Endpoint systems are pretty easy to get your head around. They are the things being integrated. They are the pieces of business software that when combined via integration will create a cross-product experience for users that makes them better, faster, more accurate, whatever at their jobs.

For a given integration project there has to be at least two endpoint systems--otherwise, what are you integrating? Two is usually what you'll end up scoping.

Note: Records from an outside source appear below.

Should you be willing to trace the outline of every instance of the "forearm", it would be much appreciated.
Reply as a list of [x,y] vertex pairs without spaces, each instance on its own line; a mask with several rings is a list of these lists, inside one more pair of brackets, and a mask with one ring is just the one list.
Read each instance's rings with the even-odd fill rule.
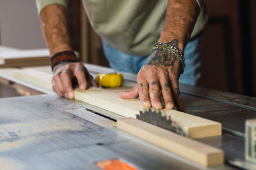
[[67,15],[67,9],[60,4],[49,5],[40,13],[42,29],[51,55],[61,51],[71,50]]
[[190,39],[200,8],[195,0],[169,0],[167,4],[166,20],[161,33],[159,42],[177,45],[184,52]]

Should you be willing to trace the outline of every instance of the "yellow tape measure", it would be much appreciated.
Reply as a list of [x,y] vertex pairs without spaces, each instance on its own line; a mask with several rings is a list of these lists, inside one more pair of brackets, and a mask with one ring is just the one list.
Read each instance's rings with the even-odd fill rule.
[[117,87],[123,85],[124,78],[121,73],[101,73],[97,75],[97,81],[102,87]]

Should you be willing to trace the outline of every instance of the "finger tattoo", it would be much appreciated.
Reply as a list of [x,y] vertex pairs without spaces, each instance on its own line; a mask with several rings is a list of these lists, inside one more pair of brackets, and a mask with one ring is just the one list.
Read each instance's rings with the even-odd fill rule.
[[152,81],[151,82],[151,85],[156,85],[156,81]]
[[164,86],[165,86],[165,87],[170,87],[170,85],[169,85],[168,83],[165,83],[165,84],[164,84]]
[[179,89],[179,88],[176,88],[174,90],[176,90],[177,94],[178,94],[179,95],[180,94],[180,90]]

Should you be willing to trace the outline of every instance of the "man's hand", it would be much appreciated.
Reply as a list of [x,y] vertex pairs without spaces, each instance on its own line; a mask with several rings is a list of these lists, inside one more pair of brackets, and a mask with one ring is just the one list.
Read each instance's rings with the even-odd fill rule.
[[52,89],[60,96],[73,99],[75,96],[72,80],[76,78],[81,89],[86,89],[90,86],[97,87],[98,85],[93,76],[81,62],[68,62],[58,65],[52,78]]
[[127,99],[140,96],[143,107],[158,109],[163,108],[163,98],[166,108],[172,109],[176,106],[178,110],[184,111],[179,89],[180,71],[180,60],[177,55],[167,50],[154,50],[140,71],[136,87],[120,92],[119,96]]

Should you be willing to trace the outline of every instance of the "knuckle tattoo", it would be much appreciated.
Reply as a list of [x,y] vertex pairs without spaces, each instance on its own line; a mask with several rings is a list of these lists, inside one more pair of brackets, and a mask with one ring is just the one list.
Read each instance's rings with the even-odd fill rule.
[[151,85],[156,85],[156,81],[152,81],[151,82]]

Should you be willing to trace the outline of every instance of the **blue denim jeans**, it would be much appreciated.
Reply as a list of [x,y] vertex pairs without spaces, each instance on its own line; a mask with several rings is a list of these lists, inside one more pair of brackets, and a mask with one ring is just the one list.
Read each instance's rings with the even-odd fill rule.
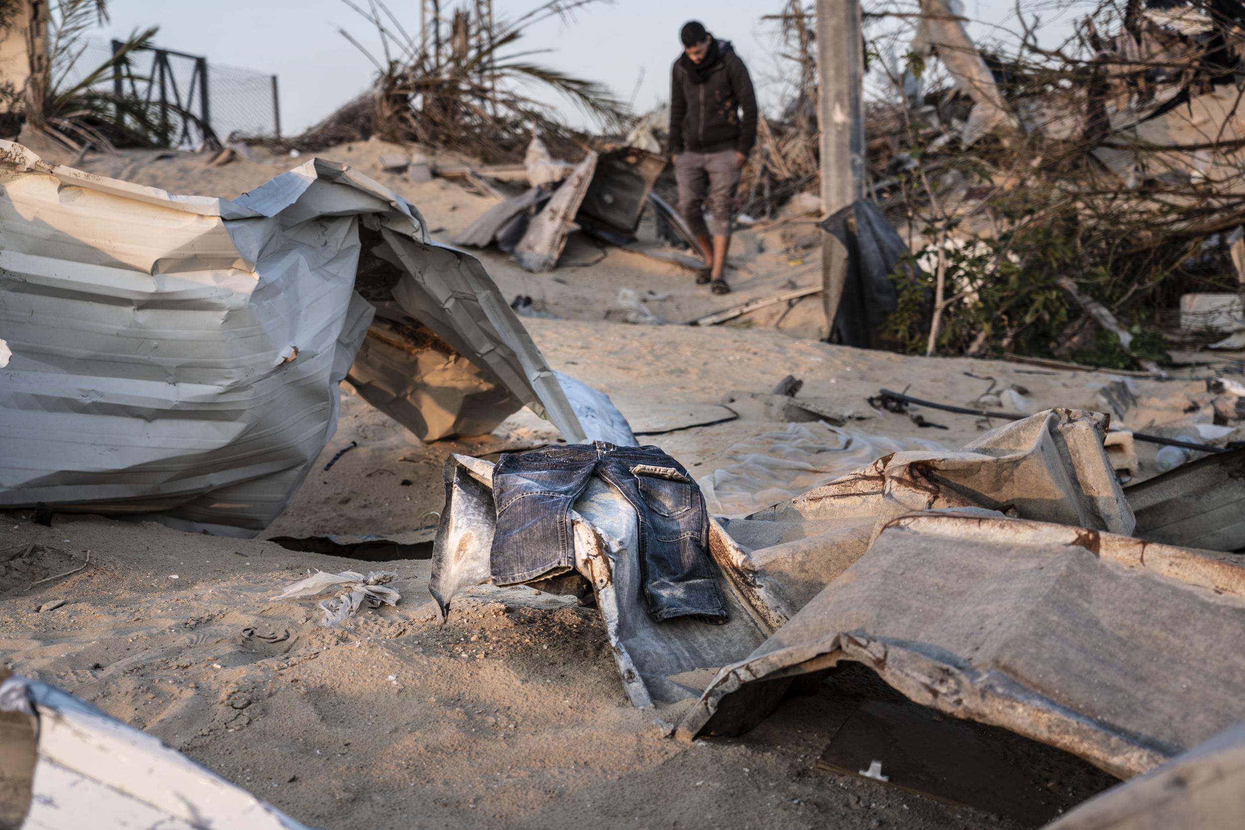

You could potentially have more than two, depending on how you are separating concerns of project scope.

For a SaaS product integration, the good news is that one of those systems is YOUR PRODUCT. That's a huge advantage when it comes to defining data flow requirements, because you're dealing with a known product on one end of the integration.

Obviously it's a waste of time to define every single possible attribute of a given endpoint system, so it's best to focus on those attributes that will have the biggest impact on the project's complexity and timeline.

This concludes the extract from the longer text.